V.L.: Une respiration. Quand je travaille, je suis quelqu’un de totalement infréquentable, surtout si je n’ai pas d’idées! Je dois être seul, et c’est mieux pour tout le monde. L’enseignement, c’est aller vers les autres. Et être dans une relation directe avec les autres, alors que dans le dessin de presse, j’ai une relation décalée: quand le dessin paraît, je ne suis plus dedans. Et les lecteurs voient mon travail, moi je ne les vois pas.

Ensuite, c’est intéressant de sensibiliser des jeunes, qui ont entre 11 et 16 ans, au rôle de l’image. Je ne suis pas là que pour leur apprendre à dessiner, à «faire», mais aussi et surtout à voir. Enfin, j’essaie. On est dans une société d’image, on nous fait avaler tout et n’importe quoi à travers l’image – moi-même je suis un fabriquant d’images. Tenter de les sensibiliser à décoder les choses, je pense que c’est le rôle d’un prof d’art visuel.

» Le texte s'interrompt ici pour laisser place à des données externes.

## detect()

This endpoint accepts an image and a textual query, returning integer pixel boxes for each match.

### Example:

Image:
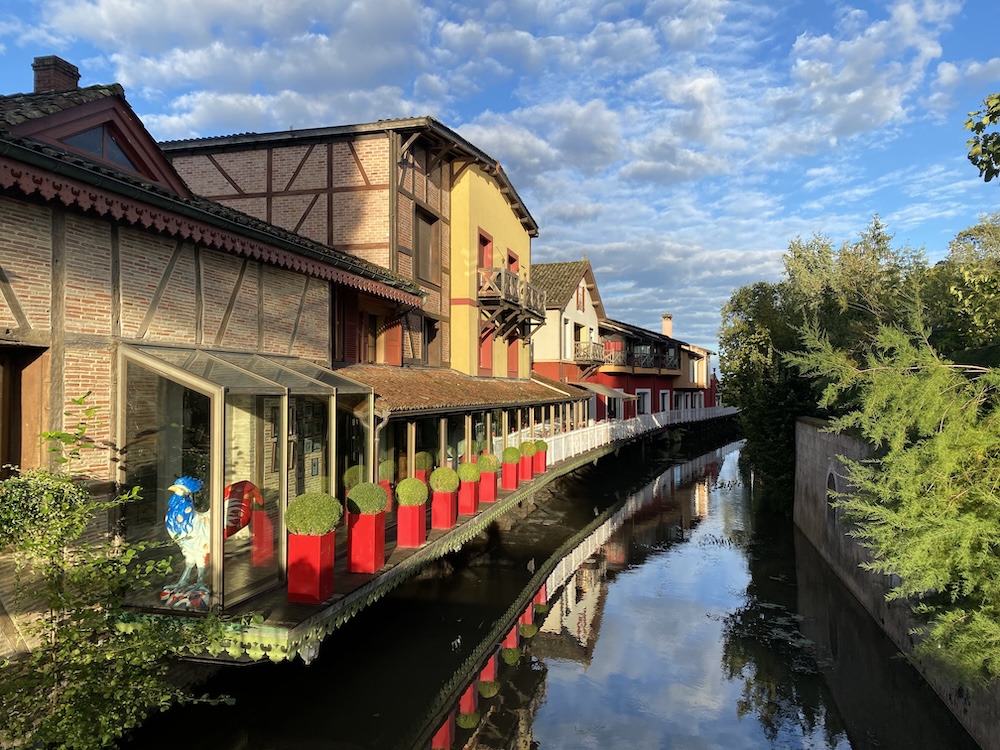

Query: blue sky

[0,0,1000,349]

J’ai aussi le sentiment de pouvoir partager avec les élèves ce que je pratique, mon métier, et pas uniquement ce que j’ai appris un jour dans une école. Lorsque je les vois en difficulté dans leur travail, je peux leur parler du dessin sur lequel j’ai souffert aussi. Ils savent ce que je fais: je ne suis pas «que» prof. D’ailleurs je ne pourrais pas être que prof.

Enfin, à l’école, je suis en prise avec une réalité sociale, des réalités sociales. C’est important, quand on parle d’une certaine réalité au travers de son travail. Certains journaux ont tendance à stigmatiser les problèmes qu’il y a avec les jeunes. Les côtoyer, cela permet de se dégager d’une vision un peu simpliste de la société.

Bernard Léchot, Neuchâtel, swissinfo.ch

Neuchâtel. Vincent L’Epée est né en 1971 à Neuchâtel.

Imprégnation. Avec des parents peintres et profs de dessin, un grand-père graphiste, Vincent L’Epée se passionne très jeune pour le dessin.

Formation. Après son école obligatoire, il passe par une année préparatoire à l’Ecole d’art de La Chaux-de-Fonds, puis suit le lycée artistique de Neuchâtel et enfin l’Ecole supérieure des arts décoratifs de Strasbourg, section illustrateur.

Dessinateur de presse. C’est le «Journal du Jura» qui lui donne sa première chance en 1998. Illustration du courrier des lecteurs d’abord, dessin d’actualité dès 2001. Dès 2007, il collabore également aux quotidiens neuchâtelois, «L’Express» et «L’Impartial».

Glénat. Après avoir participé à plusieurs ouvrages collectifs («La France vue par les Suisses», «Le foot vu par les Suisses», la «Crise vue par les Suisses»), l’éditeur Glénat lui consacre un ouvrage entier qui retrace 5 années de dessin de presse.

Enseignement. A côté de son travail de dessinateur de presse, Vincent L’Epée enseigne les arts visuels au Collège des Terreaux, à Neuchâtel.